14th Amendment

The 14th Amendment of the Constitution of the United States of America.

The 14th Amendment to the U.S. Constitution was one of the three Reconstruction Amendments which, along with the 13th and 15th, was primarily intended to establish equal civil rights for former slaves. It was passed by Congress on June 13, 1866, and ratified by the states as of July 9, 1868.

The 14th Amendment contained three major provisions:

The Citizenship Clause granted citizenship to All persons born or naturalized in the United States.

The Due Process Clause declared that states may not deny any person "life, liberty or property, without due process of law."

The Equal Protection Clause said that a state may not deny to any person within its jurisdiction the equal protection of the laws.

The amendment also included provisions for determining a states representatives to the federal government, and it contained a number of provisions that applied to officials of the former Confederacy.

The 14th Amendment marked a significant shift in the way the Constitution was applied in America. Prior to its enactment, the individual protections offered by the Bill of Rights were enforceable only against the federal government. The 14th Amendment applied these rights to the states. In so doing, it initiated a flood of litigation to determine the amendments meaning and scopelitigation that continues to this day.

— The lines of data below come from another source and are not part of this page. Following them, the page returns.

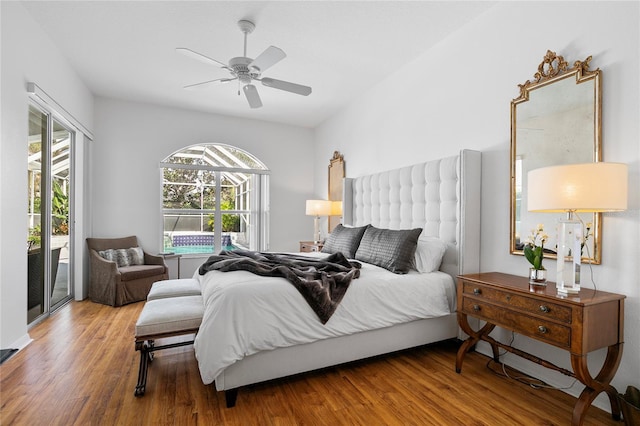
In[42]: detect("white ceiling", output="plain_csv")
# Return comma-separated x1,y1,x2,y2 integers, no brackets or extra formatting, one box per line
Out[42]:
22,1,495,128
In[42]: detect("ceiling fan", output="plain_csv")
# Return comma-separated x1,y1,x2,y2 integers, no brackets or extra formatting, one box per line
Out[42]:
177,19,312,109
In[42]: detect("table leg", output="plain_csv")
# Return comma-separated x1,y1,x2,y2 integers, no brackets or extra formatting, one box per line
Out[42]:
570,343,623,426
456,312,497,373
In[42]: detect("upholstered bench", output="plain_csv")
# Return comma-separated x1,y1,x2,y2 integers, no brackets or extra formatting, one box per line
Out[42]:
146,278,201,301
134,295,203,396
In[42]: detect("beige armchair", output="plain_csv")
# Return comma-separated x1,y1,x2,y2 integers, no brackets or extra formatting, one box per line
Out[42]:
87,236,168,306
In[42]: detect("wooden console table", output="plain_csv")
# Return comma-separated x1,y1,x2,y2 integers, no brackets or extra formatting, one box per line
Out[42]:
456,272,625,426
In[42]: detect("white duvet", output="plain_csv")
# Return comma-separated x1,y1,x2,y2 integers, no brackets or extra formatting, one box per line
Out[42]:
193,252,455,385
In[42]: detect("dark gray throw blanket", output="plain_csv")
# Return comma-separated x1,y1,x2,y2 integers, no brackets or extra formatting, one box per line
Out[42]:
198,250,361,324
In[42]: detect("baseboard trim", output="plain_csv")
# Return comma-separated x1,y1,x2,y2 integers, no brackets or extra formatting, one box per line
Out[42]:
9,333,33,352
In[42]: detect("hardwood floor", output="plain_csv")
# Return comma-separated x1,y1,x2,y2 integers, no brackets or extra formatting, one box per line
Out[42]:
0,300,620,425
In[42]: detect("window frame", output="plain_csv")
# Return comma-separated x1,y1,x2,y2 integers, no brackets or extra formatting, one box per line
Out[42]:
160,144,270,255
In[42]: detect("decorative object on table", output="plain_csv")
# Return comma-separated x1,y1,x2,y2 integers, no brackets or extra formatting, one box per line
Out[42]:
528,162,628,294
581,222,593,257
305,199,332,243
523,224,548,285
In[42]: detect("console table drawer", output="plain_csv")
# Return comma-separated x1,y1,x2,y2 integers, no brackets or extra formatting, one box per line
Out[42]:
461,298,571,348
462,282,572,324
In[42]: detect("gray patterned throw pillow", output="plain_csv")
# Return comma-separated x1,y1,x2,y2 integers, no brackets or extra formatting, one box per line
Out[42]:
321,224,369,259
98,247,144,267
355,226,422,274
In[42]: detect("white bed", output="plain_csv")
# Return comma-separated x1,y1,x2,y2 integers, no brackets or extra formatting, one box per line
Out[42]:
194,149,481,407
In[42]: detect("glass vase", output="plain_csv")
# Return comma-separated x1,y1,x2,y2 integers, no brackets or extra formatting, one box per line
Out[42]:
529,268,547,285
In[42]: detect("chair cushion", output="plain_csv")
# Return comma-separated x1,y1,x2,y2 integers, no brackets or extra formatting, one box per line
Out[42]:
135,295,203,337
119,264,166,281
147,279,201,301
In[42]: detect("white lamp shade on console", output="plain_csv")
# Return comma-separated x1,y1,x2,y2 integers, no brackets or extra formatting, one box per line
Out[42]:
528,162,628,213
306,199,332,243
527,162,628,294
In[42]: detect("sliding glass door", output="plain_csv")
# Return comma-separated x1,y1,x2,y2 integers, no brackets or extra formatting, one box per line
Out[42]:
28,104,73,324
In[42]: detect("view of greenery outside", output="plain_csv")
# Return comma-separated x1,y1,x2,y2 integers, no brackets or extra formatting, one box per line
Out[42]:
27,179,69,248
27,138,42,249
161,144,268,254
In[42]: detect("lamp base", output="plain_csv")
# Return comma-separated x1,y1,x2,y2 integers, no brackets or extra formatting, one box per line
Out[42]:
557,286,580,295
313,215,320,244
556,217,582,296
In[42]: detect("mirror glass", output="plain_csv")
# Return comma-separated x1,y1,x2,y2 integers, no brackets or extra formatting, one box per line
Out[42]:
510,51,602,264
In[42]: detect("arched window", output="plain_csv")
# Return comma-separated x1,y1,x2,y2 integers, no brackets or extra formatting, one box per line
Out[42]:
160,143,269,255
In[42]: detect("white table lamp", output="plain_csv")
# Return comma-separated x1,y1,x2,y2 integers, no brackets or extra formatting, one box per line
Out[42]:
528,162,627,294
306,199,332,243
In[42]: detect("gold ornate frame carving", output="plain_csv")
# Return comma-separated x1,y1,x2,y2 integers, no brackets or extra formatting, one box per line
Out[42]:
328,151,344,233
510,50,602,264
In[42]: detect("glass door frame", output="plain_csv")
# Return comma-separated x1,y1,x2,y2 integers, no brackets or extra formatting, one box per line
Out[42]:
28,101,75,326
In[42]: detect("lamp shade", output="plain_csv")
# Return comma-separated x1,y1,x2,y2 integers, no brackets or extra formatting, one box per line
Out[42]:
305,199,332,216
330,201,343,216
528,162,628,213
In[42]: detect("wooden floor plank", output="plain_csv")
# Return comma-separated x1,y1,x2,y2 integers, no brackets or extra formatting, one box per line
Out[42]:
0,300,620,425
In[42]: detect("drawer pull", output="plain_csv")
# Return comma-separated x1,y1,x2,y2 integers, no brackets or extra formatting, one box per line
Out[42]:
473,288,481,296
473,304,481,312
539,305,550,313
538,326,548,334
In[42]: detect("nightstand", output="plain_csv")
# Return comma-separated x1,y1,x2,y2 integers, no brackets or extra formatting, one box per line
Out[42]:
159,253,182,279
299,241,323,253
456,272,625,426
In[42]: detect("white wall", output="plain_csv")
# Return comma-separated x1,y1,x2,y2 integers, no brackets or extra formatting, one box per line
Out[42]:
0,2,94,348
92,97,315,277
314,1,639,412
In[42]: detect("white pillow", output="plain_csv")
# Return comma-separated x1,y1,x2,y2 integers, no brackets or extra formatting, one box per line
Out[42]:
414,236,447,273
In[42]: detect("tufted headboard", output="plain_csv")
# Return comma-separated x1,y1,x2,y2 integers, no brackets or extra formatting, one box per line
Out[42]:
342,150,481,280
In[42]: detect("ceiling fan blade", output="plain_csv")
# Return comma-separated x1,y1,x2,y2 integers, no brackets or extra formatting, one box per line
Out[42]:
183,78,237,90
243,84,263,108
176,47,231,70
261,77,312,96
249,46,286,73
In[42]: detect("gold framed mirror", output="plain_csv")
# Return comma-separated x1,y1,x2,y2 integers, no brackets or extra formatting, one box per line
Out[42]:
328,151,344,233
510,50,602,264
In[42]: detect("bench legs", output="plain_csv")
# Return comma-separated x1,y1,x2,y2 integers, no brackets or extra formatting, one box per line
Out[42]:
134,338,194,397
134,340,155,396
134,338,240,408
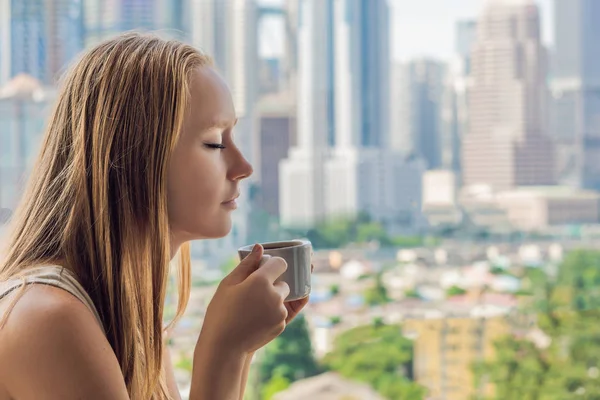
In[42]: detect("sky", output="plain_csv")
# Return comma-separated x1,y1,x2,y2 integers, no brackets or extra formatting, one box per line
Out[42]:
257,0,554,61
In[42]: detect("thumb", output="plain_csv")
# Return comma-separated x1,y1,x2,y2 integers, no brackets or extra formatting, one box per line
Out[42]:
224,244,265,285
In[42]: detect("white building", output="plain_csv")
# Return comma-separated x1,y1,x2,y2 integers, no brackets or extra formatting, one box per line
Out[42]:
279,0,333,228
280,0,410,229
495,186,600,231
462,0,554,191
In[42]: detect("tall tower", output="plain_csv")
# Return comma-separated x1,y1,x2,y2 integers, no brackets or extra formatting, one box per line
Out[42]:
279,0,335,227
83,0,186,47
440,20,477,176
0,75,56,210
279,0,412,227
0,0,84,85
462,0,554,191
392,59,446,169
333,0,389,149
551,0,600,189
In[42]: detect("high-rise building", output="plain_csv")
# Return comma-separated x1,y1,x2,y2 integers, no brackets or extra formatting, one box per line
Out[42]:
440,20,477,175
189,0,258,146
280,0,395,228
333,0,390,148
391,59,446,170
279,0,334,227
0,0,85,85
456,20,478,62
462,0,554,191
83,0,186,47
551,0,600,190
0,74,56,210
254,92,296,217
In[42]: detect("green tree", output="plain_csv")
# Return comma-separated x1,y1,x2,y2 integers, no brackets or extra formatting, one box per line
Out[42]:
329,284,340,296
474,250,600,399
261,370,291,400
404,288,420,299
446,285,467,297
258,314,321,386
364,273,391,306
356,222,389,244
323,322,425,399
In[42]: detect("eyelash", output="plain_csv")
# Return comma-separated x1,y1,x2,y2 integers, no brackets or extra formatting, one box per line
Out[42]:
204,143,227,150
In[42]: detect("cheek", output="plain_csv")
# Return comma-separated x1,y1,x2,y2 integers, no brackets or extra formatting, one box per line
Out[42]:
167,150,227,231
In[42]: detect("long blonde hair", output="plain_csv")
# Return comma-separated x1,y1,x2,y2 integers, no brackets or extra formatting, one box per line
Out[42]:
0,33,211,399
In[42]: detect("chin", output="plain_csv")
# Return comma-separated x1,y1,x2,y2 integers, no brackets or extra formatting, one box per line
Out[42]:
204,219,233,240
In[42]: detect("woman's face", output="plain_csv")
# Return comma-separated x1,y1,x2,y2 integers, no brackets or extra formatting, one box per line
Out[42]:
167,67,253,247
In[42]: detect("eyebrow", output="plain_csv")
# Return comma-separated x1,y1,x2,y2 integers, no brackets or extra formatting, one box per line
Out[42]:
206,118,238,130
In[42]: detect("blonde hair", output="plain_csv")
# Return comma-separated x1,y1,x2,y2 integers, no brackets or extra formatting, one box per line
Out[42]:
0,33,212,399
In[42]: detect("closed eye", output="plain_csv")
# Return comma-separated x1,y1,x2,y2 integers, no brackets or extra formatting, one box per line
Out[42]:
204,143,227,150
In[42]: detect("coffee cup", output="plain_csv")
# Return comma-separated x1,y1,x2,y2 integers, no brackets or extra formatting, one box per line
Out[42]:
238,240,312,302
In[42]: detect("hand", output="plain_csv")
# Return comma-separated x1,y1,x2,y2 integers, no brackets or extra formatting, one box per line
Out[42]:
199,244,290,355
284,264,314,324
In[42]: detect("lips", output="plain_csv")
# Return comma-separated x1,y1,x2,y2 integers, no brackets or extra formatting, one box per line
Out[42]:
222,192,240,204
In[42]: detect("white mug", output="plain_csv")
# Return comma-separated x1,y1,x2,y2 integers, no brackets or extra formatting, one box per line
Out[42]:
238,240,312,302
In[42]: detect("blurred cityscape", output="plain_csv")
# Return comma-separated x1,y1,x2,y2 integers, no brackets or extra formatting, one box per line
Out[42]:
2,0,600,399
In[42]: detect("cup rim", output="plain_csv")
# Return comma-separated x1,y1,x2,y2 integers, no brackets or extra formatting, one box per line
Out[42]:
238,239,310,253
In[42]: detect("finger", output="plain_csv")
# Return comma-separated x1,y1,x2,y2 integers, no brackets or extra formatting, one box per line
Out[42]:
225,244,264,284
273,281,290,300
254,256,288,283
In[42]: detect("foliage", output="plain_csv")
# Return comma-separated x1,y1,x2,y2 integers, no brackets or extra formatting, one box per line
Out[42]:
330,316,342,326
323,322,425,399
174,353,193,373
330,284,340,296
364,273,391,306
258,315,321,387
261,370,291,400
474,250,600,399
404,288,420,299
295,213,428,250
446,285,467,297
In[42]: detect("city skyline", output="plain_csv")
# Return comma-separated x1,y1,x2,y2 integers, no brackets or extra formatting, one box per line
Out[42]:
462,0,555,190
258,0,554,61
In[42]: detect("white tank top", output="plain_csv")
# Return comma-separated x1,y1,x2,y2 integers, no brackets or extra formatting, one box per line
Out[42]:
0,265,105,334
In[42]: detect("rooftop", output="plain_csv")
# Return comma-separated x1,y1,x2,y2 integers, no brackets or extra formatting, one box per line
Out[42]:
273,372,385,400
0,74,54,101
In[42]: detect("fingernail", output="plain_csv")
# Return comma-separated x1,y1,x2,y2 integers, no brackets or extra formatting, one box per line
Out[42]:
252,244,260,254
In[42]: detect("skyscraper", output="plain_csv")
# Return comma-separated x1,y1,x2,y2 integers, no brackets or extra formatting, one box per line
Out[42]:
440,20,477,175
83,0,186,47
462,0,554,191
391,59,446,170
334,0,390,148
189,0,258,143
551,0,600,189
254,92,296,217
279,0,334,227
280,0,408,228
0,74,56,210
0,0,84,85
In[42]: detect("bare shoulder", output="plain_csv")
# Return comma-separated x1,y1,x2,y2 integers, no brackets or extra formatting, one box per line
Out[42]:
0,284,130,400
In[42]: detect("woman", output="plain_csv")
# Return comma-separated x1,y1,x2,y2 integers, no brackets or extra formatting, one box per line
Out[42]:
0,33,309,399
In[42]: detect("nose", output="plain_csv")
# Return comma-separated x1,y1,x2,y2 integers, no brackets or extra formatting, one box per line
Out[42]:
227,148,253,181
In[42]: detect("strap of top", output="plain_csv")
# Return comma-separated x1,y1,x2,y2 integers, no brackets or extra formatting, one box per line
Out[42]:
0,266,105,334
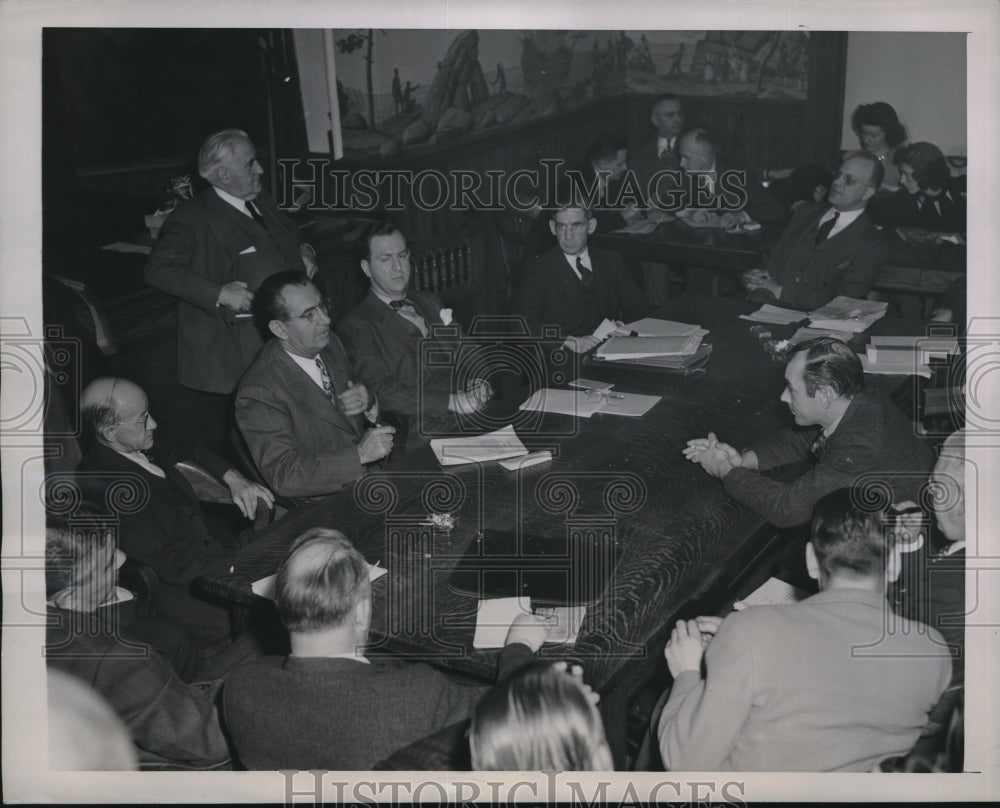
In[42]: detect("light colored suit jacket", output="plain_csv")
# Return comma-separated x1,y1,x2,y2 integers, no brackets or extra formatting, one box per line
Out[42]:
235,337,367,498
658,588,952,772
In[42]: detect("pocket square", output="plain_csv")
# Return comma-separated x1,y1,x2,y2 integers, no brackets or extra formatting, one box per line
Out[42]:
239,246,258,255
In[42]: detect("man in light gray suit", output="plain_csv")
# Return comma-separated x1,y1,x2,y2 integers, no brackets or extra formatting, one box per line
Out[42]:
235,271,394,499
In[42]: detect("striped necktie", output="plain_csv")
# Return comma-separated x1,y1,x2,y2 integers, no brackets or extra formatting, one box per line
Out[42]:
315,356,338,407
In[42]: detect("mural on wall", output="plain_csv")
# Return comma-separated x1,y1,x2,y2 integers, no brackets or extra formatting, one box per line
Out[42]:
332,29,809,158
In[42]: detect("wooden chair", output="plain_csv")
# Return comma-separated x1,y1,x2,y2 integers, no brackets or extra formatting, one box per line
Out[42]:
492,207,542,306
408,226,486,327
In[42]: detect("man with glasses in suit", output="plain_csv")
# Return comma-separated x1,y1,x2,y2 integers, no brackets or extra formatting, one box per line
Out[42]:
743,151,892,310
235,271,394,500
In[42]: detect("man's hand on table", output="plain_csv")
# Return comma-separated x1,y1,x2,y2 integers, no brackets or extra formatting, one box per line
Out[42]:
222,469,275,519
683,432,744,479
505,613,550,652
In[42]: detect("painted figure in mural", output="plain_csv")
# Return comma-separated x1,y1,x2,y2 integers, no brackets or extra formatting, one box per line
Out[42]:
667,43,685,77
391,68,403,116
703,52,717,83
337,78,349,115
493,62,507,95
403,81,420,113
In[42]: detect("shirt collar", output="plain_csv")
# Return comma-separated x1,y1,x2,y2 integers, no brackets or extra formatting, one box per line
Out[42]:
214,185,255,215
821,206,864,228
372,288,408,307
562,248,592,278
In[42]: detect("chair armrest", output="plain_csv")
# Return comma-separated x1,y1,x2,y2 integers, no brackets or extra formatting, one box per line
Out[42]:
175,460,232,504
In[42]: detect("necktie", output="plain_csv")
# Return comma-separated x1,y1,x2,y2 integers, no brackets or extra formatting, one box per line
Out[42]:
576,257,593,288
245,200,267,228
809,432,828,458
389,299,428,337
814,211,839,245
315,356,338,407
658,138,674,159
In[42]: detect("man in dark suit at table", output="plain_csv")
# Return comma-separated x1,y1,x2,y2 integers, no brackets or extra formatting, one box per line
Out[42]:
684,337,933,528
78,377,273,654
143,129,318,450
629,94,685,207
511,201,652,354
336,223,492,433
676,128,784,228
657,488,951,771
235,271,395,500
223,527,548,770
743,151,893,310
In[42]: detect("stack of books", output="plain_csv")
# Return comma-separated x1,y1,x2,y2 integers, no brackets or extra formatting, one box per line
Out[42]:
861,335,959,377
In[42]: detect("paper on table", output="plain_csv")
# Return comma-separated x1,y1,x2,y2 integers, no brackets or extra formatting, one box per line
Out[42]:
597,334,702,359
519,389,602,418
788,326,849,346
868,335,959,362
498,451,553,471
472,597,586,648
808,296,888,333
252,563,386,601
733,577,809,610
430,424,529,466
860,356,932,379
592,318,619,340
611,218,661,234
597,392,661,417
738,304,808,325
568,378,614,391
618,318,703,338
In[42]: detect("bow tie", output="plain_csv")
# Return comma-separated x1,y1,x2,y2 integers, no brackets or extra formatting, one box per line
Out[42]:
389,298,416,310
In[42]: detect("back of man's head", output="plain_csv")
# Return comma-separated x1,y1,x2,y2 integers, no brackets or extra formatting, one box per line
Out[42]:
197,128,250,181
790,337,864,398
45,516,118,611
252,270,313,337
585,131,627,168
274,527,371,634
810,487,892,582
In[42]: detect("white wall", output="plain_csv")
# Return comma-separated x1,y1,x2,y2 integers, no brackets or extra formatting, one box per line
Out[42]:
842,32,966,156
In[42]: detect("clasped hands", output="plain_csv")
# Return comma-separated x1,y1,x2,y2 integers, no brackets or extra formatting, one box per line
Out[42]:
449,378,493,415
742,268,782,298
683,431,743,479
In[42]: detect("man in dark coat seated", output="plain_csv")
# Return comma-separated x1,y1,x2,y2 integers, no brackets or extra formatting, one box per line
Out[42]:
223,527,548,770
684,337,933,528
78,377,273,655
511,200,651,355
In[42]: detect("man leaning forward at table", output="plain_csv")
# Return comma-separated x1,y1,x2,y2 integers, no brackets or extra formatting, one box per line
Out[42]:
336,222,493,432
235,271,395,500
684,337,933,528
742,150,892,310
511,199,652,354
223,527,549,770
656,488,951,772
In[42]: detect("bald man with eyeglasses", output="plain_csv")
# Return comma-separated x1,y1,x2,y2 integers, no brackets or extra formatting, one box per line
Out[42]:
235,270,394,500
743,150,893,310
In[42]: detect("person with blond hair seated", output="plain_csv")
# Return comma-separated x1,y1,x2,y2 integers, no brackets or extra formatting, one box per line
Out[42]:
469,660,613,771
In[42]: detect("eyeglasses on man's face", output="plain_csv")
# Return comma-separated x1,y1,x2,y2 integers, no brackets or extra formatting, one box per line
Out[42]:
288,298,332,325
115,412,152,429
831,171,871,189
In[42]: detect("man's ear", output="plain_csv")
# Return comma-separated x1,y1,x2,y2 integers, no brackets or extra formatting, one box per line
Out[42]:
805,541,820,581
548,220,557,237
268,319,287,340
587,217,598,236
354,595,371,633
214,165,229,189
862,184,876,203
360,259,372,280
816,384,836,408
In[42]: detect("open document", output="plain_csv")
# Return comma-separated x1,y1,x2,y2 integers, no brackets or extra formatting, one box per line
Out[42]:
808,296,888,333
429,424,528,466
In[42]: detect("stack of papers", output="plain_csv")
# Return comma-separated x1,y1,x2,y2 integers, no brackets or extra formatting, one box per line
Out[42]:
430,425,528,466
472,597,586,648
596,334,703,360
519,389,661,418
788,326,850,346
808,296,888,333
617,318,705,338
861,336,957,379
739,304,809,325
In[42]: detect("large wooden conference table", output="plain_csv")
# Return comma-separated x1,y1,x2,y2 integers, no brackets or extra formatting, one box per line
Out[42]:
197,293,929,765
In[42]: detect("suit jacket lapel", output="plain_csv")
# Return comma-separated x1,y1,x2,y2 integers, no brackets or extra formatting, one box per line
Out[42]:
269,342,362,437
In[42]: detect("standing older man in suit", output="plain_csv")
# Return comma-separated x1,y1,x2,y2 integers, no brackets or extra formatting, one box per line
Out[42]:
628,94,685,206
511,201,651,354
144,129,318,448
743,151,893,310
235,271,395,500
336,223,492,431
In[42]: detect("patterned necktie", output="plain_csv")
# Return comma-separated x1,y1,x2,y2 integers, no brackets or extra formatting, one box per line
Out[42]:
315,356,338,407
814,211,839,245
576,257,593,289
389,299,428,337
809,431,828,458
245,200,267,229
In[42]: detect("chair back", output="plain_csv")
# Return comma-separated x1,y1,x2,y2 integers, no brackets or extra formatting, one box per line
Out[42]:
408,227,486,325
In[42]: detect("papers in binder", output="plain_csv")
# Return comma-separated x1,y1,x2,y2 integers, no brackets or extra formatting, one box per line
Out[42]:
472,597,586,648
617,318,704,338
739,304,809,325
429,424,528,466
733,577,809,610
596,334,703,360
252,562,386,601
808,296,888,333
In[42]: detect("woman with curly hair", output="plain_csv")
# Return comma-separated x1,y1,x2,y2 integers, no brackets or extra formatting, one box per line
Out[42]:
850,101,908,191
869,141,966,233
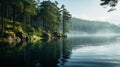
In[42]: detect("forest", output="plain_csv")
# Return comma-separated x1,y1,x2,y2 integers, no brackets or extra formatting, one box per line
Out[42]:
0,0,71,42
69,18,120,34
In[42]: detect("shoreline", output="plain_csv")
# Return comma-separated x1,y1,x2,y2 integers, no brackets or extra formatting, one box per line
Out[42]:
0,32,67,43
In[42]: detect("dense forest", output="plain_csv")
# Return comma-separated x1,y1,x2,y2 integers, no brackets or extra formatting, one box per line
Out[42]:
69,18,120,34
0,0,71,41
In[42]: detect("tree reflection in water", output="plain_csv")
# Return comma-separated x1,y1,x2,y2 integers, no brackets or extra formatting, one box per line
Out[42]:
0,38,72,67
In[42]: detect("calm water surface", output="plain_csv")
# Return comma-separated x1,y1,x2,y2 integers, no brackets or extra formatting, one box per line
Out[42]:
0,36,120,67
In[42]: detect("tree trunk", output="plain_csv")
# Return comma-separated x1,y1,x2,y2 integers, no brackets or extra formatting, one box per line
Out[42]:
22,3,26,32
1,0,6,35
63,15,65,35
42,15,46,31
1,0,3,33
13,4,16,30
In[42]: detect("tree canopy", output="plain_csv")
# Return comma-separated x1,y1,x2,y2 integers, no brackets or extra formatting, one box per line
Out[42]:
0,0,71,38
100,0,118,12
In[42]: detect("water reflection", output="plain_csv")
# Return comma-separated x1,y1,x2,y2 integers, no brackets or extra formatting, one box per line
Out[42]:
63,37,120,67
0,38,72,67
0,36,120,67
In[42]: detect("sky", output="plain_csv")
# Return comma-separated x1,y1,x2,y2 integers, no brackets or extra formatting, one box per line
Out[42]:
44,0,120,25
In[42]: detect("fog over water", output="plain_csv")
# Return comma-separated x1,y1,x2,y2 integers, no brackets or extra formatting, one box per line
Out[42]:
67,31,120,37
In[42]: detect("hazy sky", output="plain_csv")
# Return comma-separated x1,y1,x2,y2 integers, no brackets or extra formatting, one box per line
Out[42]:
48,0,120,25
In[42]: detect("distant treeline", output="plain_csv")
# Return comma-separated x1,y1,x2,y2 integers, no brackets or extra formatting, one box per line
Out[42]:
69,18,120,34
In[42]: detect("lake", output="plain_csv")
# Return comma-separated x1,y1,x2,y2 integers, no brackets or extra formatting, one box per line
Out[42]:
0,36,120,67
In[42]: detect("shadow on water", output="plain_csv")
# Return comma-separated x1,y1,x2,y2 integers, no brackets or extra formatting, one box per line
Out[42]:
0,38,72,67
0,36,120,67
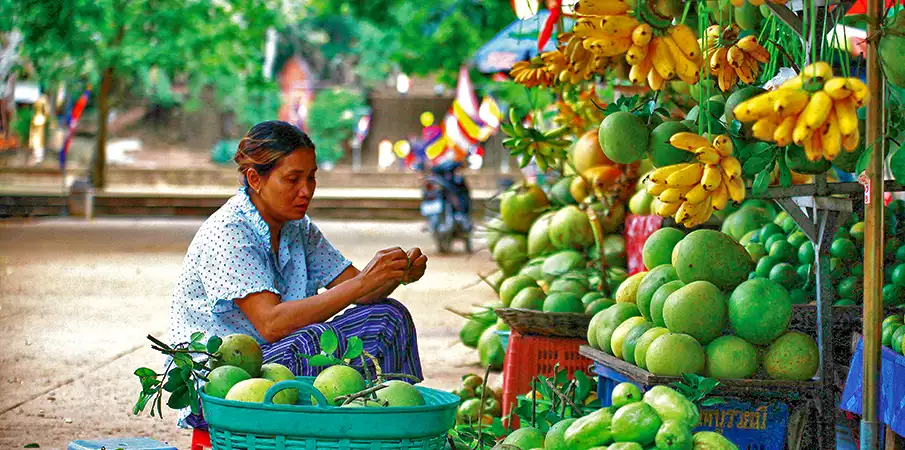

The 14th Amendment is cited in more court cases than any other, often in matters seeking to end discrimination against individuals based on race, religion, gender, sexual orientation, and other statuses. Its long history of litigation traces the struggle for civil and legal rights for all Americans.

14th Amendment

Section 1.
All persons born or naturalized in the United States, and subject to the jurisdiction thereof, are citizens of the United States and of the State wherein they reside. No State shall make or enforce any law which shall abridge the privileges or immunities of citizens of the United States; nor shall any State deprive any person of life, liberty, or property, without due process of law; nor deny to any person within its jurisdiction the equal protection of the laws.

Section 2.
Representatives shall be apportioned among the several States according to their respective numbers, counting the whole number of persons in each State, excluding Indians not taxed. But when the right to vote at any election for the choice of electors for President and Vice-President of the United States, Representatives in Congress, the Executive and Judicial officers of a State, or the members of the Legislature thereof, is denied to any of the male inhabitants of such State, being twenty-one years of age, and citizens of the United States, or in any way abridged, except for participation in rebellion, or other crime, the basis of representation therein shall be reduced in the proportion which the number of such male citizens shall bear to the whole number of male citizens twenty-one years of age in such State.

Section 3.
No person shall be a Senator or Representative in Congress, or elector of President and Vice-President, or hold any office, civil or military, under the United States, or under any State, who, having previously taken an oath, as a member of Congress, or as an officer of the United States, or as a member of any State legislature, or as an executive or judicial officer of any State, to support the Constitution of the United States, shall have engaged in insurrection or rebellion against the same, or given aid or comfort to the enemies thereof. But Congress may by a vote of two-thirds of each House, remove such disability.

Section 4.
The validity of the public debt of the United States, authorized by law, including debts incurred for payment of pensions and bounties for services in suppressing insurrection or rebellion, shall not be questioned. But neither the United States nor any State shall assume or pay any debt or obligation incurred in aid of insurrection or rebellion against the United States, or any claim for the loss or emancipation of any slave; but all such debts, obligations and claims shall be held illegal and void.

Section 5.
The Congress shall have the power to enforce, by appropriate legislation, the provisions of this article.